More about invisibility and Hurrying People streaming past

One of the articles in the series inspired by Stella Gibbons's My American covers Amy's Lee's nightmare experience in the form of a horrible recurring dream in which she is invisible to the crowds of Hurrying People who stream past and ignore her no matter how hard she tries to attract their attention. She also has a few daytime experiences that trigger memories of her dream.

Amy Lee is not alone in sometimes feeling like a ghost in a world full of real people. 

A nightmare from Neverwhere

This is an extract from Neil Gaiman's wonderful urban fantasy story Neverwhere:

As a child, Richard had had nightmares in which he simply wasn’t there, in which, no matter how much noise he made, no matter what he did, nobody ever noticed him at all. He began to feel like that now, as people pushed in front of him...

This is uncannily similar to what Amy Lee experiences in My American.

Examples from real life 

It is not just fictional people who sometimes feel invisible.

The former friend who is featured in the story about the sultanas and the fox cub told me that she often had a sense of standing apart and invisible while crowds of people streamed past. Another friend who was involved in some of the other synchronicities in that article had similar experiences. 

Tuesday 2 August 2022

A last look at Rachel Ferguson and The Brontës Went to Woolworths

The series of articles inspired by Rachel Ferguson's novel The Brontës Went to Woolworths ends as it began by covering some miscellaneous material of interest. 

The remaining content to be featured includes some insightful and philosophical comments from Deidre Carne, the main narrator of the story, and the article ends with something about Rachel Ferguson herself.

Coincidences and creating reality
The possibility that a writer's imagination can create reality is a topic of great interest that is featured in several other articles. 

Deidre Carne is a journalist and would-be novelist. She has written a book that took on a life of its own:

I had smugly intended my book to be about a family rather like ours, but...it’s already turned into an account of a barmaid’s career in an Edgware Road pub, and I can’t squeeze us in anywhere!

Odd things happen, too.

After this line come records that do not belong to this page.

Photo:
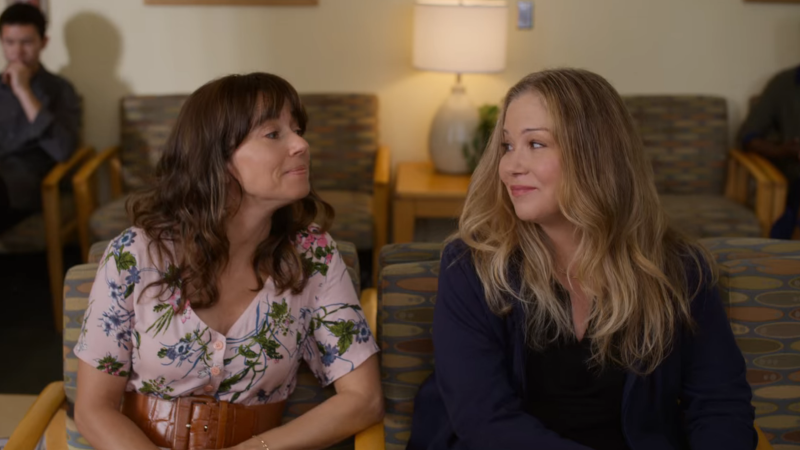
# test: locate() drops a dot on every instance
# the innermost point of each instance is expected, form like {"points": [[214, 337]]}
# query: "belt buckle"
{"points": [[196, 400], [185, 418]]}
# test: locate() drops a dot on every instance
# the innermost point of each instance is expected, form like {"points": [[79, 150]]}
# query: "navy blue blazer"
{"points": [[697, 398]]}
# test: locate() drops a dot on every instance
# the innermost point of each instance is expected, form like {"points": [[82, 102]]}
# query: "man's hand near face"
{"points": [[18, 76]]}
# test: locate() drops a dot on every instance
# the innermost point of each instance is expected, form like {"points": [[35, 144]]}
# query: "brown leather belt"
{"points": [[202, 422]]}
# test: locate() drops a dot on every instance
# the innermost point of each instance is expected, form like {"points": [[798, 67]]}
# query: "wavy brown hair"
{"points": [[185, 212], [638, 269]]}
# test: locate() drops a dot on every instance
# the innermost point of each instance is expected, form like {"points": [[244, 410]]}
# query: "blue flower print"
{"points": [[133, 275], [329, 355], [179, 352], [116, 291], [362, 332], [111, 321], [123, 337], [127, 238]]}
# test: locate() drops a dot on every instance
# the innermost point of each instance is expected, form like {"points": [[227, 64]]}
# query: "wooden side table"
{"points": [[420, 192]]}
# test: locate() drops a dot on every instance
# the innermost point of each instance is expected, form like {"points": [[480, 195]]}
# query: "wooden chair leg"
{"points": [[55, 251]]}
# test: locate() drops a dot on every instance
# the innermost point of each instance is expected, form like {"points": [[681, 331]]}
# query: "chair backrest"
{"points": [[686, 138], [759, 283], [77, 286], [342, 134], [145, 124], [407, 293]]}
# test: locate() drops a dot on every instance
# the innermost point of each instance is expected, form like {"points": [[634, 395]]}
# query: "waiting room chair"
{"points": [[705, 186], [759, 285], [51, 416]]}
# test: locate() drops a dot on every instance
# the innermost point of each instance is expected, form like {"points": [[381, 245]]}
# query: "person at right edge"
{"points": [[772, 129], [570, 315]]}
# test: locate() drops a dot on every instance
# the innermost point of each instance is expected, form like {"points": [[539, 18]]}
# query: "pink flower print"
{"points": [[175, 300], [186, 314]]}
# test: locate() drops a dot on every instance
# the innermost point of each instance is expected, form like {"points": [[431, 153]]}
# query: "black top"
{"points": [[579, 401], [28, 150], [473, 400]]}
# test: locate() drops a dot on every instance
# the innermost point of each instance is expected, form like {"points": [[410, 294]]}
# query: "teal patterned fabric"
{"points": [[145, 124], [78, 285], [686, 137], [406, 298], [410, 252], [704, 216], [342, 134], [759, 282]]}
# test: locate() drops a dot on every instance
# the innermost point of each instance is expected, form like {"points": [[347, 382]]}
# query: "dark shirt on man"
{"points": [[775, 116], [28, 150]]}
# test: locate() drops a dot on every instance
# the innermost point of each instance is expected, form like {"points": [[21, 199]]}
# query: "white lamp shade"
{"points": [[460, 36]]}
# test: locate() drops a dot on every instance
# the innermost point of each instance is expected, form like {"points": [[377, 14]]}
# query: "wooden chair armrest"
{"points": [[90, 168], [763, 442], [748, 164], [57, 173], [741, 168], [383, 165], [84, 186], [369, 304], [769, 169], [33, 425], [380, 206], [780, 185], [373, 438]]}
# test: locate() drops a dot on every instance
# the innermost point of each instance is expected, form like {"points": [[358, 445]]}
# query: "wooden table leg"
{"points": [[403, 221]]}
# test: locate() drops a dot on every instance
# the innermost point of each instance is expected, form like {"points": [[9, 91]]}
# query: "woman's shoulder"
{"points": [[457, 253], [132, 247], [316, 247], [132, 239]]}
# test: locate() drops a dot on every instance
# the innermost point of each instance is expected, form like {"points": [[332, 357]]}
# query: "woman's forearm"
{"points": [[109, 429], [339, 417]]}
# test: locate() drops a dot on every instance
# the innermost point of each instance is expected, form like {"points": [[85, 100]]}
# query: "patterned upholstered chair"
{"points": [[705, 187], [52, 228], [752, 271], [52, 414], [350, 170], [760, 284]]}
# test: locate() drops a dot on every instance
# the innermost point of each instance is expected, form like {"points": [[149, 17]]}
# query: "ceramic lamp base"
{"points": [[452, 129]]}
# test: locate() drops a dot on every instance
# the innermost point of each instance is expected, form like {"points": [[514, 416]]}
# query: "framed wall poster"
{"points": [[233, 2], [42, 4]]}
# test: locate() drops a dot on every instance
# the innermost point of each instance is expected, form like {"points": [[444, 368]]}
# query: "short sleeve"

I had called my pub, ‘The Three Feathers,’ and counted on there being heaps of pubs in Edgware Road, not called that, but looking a bit like my description. Before we left home, I went down Edgware Road to investigate, and found my pub, even down to the old-fashioned phonograph on the table in the upstairs sitting-room. And I thought, ‘I built that place.’”

Such 'coincidences' are very common in the lives of fiction writers. Diana Wynne Jones is just one example of someone whose imaginings came true.

Deirdre is aware of the possibility that unseen influences may be at work:

But we’ve guessed right so often that it may be justifiable. On more than one occasion we’ve sent Toddy overnight to some public function, and found in the morning papers that he was actually there, or at something amazingly similar.

She asks herself:

I wonder how much one does create by brooding over it?

Create - or just describe something that is sensed? Create - or just predict after glimpsing the future? Obtaining information via metaphysical means is relevant to the prescriptive versus descriptive issue.